Lo extraño del caso es que por temor a la lepra, ninguna familia reclamó nunca los restos de los niños, que yacen en ese siniestro pozo lleno de maldiciones como cinerario.
El caserón fue tapiado y nadie nunca trató de ingresar al mismo, sus restos son mudos testigos de los atroces crímenes.
El acta judicial de los desaparecidos reclamados incluyó a todos los inocentes, eran veinticinco en total y casualmente el expediente duró en el Juzgado un suspiro, se esfumó en poco tiempo, desapareciendo por completo.

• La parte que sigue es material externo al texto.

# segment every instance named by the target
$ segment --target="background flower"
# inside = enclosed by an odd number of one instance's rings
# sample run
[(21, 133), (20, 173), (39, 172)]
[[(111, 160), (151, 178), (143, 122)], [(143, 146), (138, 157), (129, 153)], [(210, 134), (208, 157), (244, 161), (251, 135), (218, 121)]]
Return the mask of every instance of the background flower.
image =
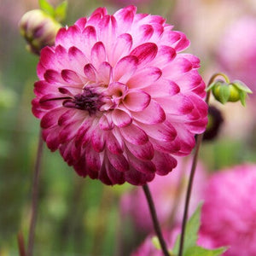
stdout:
[[(191, 168), (191, 161), (188, 161), (188, 159), (184, 160), (178, 159), (177, 166), (171, 175), (165, 178), (156, 177), (148, 183), (159, 221), (163, 227), (168, 229), (180, 224), (183, 218), (185, 192)], [(189, 214), (194, 212), (202, 200), (202, 189), (206, 180), (207, 173), (202, 165), (199, 164), (195, 176)], [(120, 206), (122, 214), (131, 218), (137, 231), (153, 231), (148, 202), (142, 189), (134, 188), (126, 192), (122, 196)]]
[(51, 150), (81, 176), (142, 185), (189, 154), (207, 125), (189, 44), (160, 16), (97, 9), (41, 51), (33, 113)]
[(256, 254), (256, 166), (242, 165), (213, 174), (205, 190), (202, 236), (212, 247), (230, 245), (225, 256)]

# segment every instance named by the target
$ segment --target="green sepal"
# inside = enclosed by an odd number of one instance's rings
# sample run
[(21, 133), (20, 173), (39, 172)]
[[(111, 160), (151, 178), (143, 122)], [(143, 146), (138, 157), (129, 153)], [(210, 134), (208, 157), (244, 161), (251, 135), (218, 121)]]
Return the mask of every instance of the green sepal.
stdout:
[(67, 1), (65, 0), (55, 8), (54, 13), (55, 19), (59, 22), (63, 21), (67, 16)]
[(47, 2), (47, 0), (39, 0), (40, 9), (49, 15), (51, 17), (55, 16), (55, 9), (54, 7)]
[(223, 84), (219, 88), (218, 101), (224, 104), (228, 102), (230, 96), (230, 91), (227, 84)]
[(206, 249), (199, 246), (195, 246), (187, 250), (183, 256), (219, 256), (226, 251), (226, 247), (219, 247), (217, 249)]
[(241, 91), (245, 91), (247, 93), (253, 93), (253, 91), (250, 90), (250, 88), (240, 80), (234, 80), (231, 83), (231, 84), (235, 85)]

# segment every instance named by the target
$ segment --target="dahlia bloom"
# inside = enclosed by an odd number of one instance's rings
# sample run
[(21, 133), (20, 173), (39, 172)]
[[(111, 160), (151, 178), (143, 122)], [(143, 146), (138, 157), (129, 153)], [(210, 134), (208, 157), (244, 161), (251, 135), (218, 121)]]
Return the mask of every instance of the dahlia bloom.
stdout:
[(231, 79), (256, 88), (256, 18), (245, 16), (224, 32), (218, 49), (218, 61)]
[(224, 256), (256, 255), (256, 165), (214, 174), (205, 191), (202, 236), (212, 247), (230, 246)]
[(189, 41), (160, 16), (97, 9), (41, 50), (32, 112), (79, 175), (143, 185), (203, 132), (207, 106)]
[[(190, 161), (183, 162), (183, 158), (179, 158), (176, 172), (166, 178), (155, 177), (152, 182), (148, 183), (161, 226), (167, 227), (181, 224), (190, 168)], [(202, 201), (203, 185), (206, 183), (206, 179), (205, 170), (202, 165), (199, 164), (194, 180), (189, 213), (192, 213), (199, 202)], [(120, 207), (122, 215), (131, 218), (137, 230), (146, 232), (153, 231), (151, 215), (142, 189), (134, 188), (123, 195)], [(175, 208), (175, 215), (172, 216), (173, 208)]]

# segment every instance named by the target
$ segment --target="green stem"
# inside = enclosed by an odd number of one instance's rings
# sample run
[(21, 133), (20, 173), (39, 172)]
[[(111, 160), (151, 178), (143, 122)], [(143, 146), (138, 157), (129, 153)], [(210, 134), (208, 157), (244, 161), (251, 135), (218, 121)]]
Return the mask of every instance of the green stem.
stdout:
[(163, 238), (163, 235), (162, 235), (161, 229), (160, 229), (160, 224), (159, 224), (159, 221), (157, 219), (155, 207), (154, 207), (154, 201), (153, 201), (153, 199), (152, 199), (152, 196), (151, 196), (149, 188), (147, 184), (143, 185), (143, 190), (144, 190), (144, 193), (145, 193), (145, 195), (146, 195), (146, 198), (147, 198), (147, 201), (148, 201), (148, 207), (149, 207), (149, 210), (150, 210), (150, 214), (151, 214), (152, 220), (153, 220), (154, 231), (156, 233), (156, 236), (158, 236), (161, 249), (162, 249), (163, 253), (164, 253), (165, 256), (170, 256), (170, 254), (168, 253), (168, 250), (167, 250), (167, 247), (166, 247), (166, 241)]
[[(213, 82), (213, 80), (216, 79), (216, 77), (218, 75), (222, 75), (222, 74), (221, 73), (214, 74), (211, 78), (208, 85), (211, 84)], [(207, 104), (209, 103), (210, 95), (211, 95), (211, 90), (207, 91), (207, 98), (206, 98)], [(181, 232), (181, 236), (180, 236), (179, 250), (178, 250), (178, 254), (177, 254), (178, 256), (183, 256), (183, 244), (184, 244), (184, 239), (185, 239), (185, 230), (186, 230), (186, 224), (187, 224), (187, 220), (188, 220), (189, 206), (189, 201), (190, 201), (190, 197), (191, 197), (193, 180), (194, 180), (197, 160), (198, 160), (199, 149), (200, 149), (200, 146), (201, 146), (203, 136), (204, 136), (204, 133), (197, 135), (196, 146), (195, 146), (195, 154), (194, 154), (194, 158), (193, 158), (188, 189), (187, 189), (187, 192), (186, 192), (185, 207), (184, 207), (183, 223), (182, 223), (182, 232)]]
[(41, 171), (42, 154), (43, 154), (43, 138), (42, 138), (42, 131), (40, 131), (37, 159), (36, 159), (36, 164), (34, 168), (34, 177), (32, 182), (32, 215), (31, 215), (30, 227), (29, 227), (29, 233), (28, 233), (27, 256), (33, 255), (34, 236), (35, 236), (35, 229), (36, 229), (37, 215), (38, 215), (38, 190), (39, 190), (38, 184), (39, 184), (39, 176)]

El manto de silencio cubrió todo rastro, sólo quedó el terror del hombre de la bolsa.
Solo Pascual fue condenado, porque nunca se conocieron a los otros cazadores. Muchos carreros fueron indagados, ninguno confesó nunca nada, a pesar de los duros métodos utilizados. Solo Pascual purgó la perpetua, donde fue asesinado por otro reo. El conductor del auto sufrió persecuciones y fue a vivir al interior del Chaco a un campo de sus patrones, estos libres de toda responsabilidad. Muchos de los policías que intervinieron ese día abandonaron el servicio y se dedicaron a otra cosa.

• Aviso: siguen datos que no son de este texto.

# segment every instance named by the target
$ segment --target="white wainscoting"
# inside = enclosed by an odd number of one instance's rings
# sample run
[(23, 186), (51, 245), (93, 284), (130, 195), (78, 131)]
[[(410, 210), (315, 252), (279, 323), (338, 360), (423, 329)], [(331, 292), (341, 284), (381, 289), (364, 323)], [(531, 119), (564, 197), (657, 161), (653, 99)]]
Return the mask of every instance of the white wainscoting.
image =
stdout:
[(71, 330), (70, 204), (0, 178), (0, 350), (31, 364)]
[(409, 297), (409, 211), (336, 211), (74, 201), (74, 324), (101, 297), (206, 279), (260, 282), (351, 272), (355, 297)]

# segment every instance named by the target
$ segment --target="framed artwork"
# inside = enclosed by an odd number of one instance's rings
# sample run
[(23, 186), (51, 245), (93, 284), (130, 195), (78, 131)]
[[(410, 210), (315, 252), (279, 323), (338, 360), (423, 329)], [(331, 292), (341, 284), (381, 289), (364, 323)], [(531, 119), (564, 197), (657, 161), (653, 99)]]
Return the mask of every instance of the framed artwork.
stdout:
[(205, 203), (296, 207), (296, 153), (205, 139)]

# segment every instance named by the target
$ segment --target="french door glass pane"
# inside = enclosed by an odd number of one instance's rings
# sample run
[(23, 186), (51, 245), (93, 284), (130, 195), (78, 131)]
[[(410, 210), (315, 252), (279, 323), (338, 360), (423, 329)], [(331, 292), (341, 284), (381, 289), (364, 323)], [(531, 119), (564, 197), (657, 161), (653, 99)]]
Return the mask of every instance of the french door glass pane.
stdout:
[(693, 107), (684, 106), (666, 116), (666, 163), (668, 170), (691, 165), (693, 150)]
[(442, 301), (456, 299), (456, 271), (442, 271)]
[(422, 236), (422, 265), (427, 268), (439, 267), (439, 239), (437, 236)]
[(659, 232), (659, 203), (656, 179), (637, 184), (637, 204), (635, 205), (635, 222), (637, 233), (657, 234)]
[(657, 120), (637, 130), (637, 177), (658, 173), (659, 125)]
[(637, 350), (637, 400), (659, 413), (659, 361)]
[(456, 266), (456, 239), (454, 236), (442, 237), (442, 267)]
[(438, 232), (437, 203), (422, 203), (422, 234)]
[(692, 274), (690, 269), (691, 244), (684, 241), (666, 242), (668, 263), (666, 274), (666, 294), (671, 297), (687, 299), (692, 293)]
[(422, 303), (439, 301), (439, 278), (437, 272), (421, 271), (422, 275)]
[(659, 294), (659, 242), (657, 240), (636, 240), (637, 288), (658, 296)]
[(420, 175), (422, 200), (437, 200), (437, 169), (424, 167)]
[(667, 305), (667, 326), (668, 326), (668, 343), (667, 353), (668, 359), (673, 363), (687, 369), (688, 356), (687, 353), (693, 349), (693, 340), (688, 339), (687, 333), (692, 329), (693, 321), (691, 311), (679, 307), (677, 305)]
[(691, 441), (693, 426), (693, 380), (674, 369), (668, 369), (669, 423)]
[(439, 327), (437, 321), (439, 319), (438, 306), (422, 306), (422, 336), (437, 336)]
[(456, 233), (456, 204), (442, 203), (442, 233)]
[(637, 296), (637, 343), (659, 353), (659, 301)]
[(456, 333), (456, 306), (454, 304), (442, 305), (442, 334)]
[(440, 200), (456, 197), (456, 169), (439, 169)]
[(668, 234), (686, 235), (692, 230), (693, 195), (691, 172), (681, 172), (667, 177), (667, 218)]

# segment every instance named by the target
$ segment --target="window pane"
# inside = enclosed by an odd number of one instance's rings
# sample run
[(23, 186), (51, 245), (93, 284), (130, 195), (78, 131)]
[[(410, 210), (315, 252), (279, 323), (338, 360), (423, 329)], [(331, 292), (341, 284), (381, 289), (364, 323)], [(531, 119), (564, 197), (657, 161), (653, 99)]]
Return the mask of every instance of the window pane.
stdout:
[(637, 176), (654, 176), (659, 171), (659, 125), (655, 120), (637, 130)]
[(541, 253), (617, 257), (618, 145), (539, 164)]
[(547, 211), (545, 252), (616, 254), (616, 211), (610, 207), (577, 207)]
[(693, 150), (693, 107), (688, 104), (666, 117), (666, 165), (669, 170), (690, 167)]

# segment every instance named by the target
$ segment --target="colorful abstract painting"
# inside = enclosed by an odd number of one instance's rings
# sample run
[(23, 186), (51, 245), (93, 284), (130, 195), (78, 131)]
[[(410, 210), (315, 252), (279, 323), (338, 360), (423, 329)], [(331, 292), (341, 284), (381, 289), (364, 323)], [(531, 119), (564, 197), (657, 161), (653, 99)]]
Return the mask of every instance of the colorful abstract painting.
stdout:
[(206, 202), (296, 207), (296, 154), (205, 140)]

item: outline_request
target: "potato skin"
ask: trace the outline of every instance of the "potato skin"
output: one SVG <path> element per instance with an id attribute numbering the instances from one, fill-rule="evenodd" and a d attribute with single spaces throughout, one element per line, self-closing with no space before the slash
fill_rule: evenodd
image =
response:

Afirman los vecinos actuales de la zona que se escuchan de noche llantos de niños y gritos desaforados, por lo que el límite del barrio es el cementerio oculto entre los restos macabros de la casa, en que un infame torturó y mató criaturas enloquecido por la enfermedad y complicidad de sus familia-res, que según opinión de muchos conocían el crimen atroz.
La familia del asesino nunca tuvo momentos de tranquilidad, el llanto de los niños inclusive persiguió a generaciones posteriores, algunos escuchan canciones de cuna y no pueden conciliar el sueño, otros afirman ver niños con ojos llorosos y de color rojizo estirar las manos pidiendo algo, como la vida que les fuera arrebatada.
El proceso judicial terminó, de ahí la enseñanza, cuando la política entra por la puerta, la justicia huye por la ventana.
El castigo de ese grupo familiar continúa hasta la actualidad.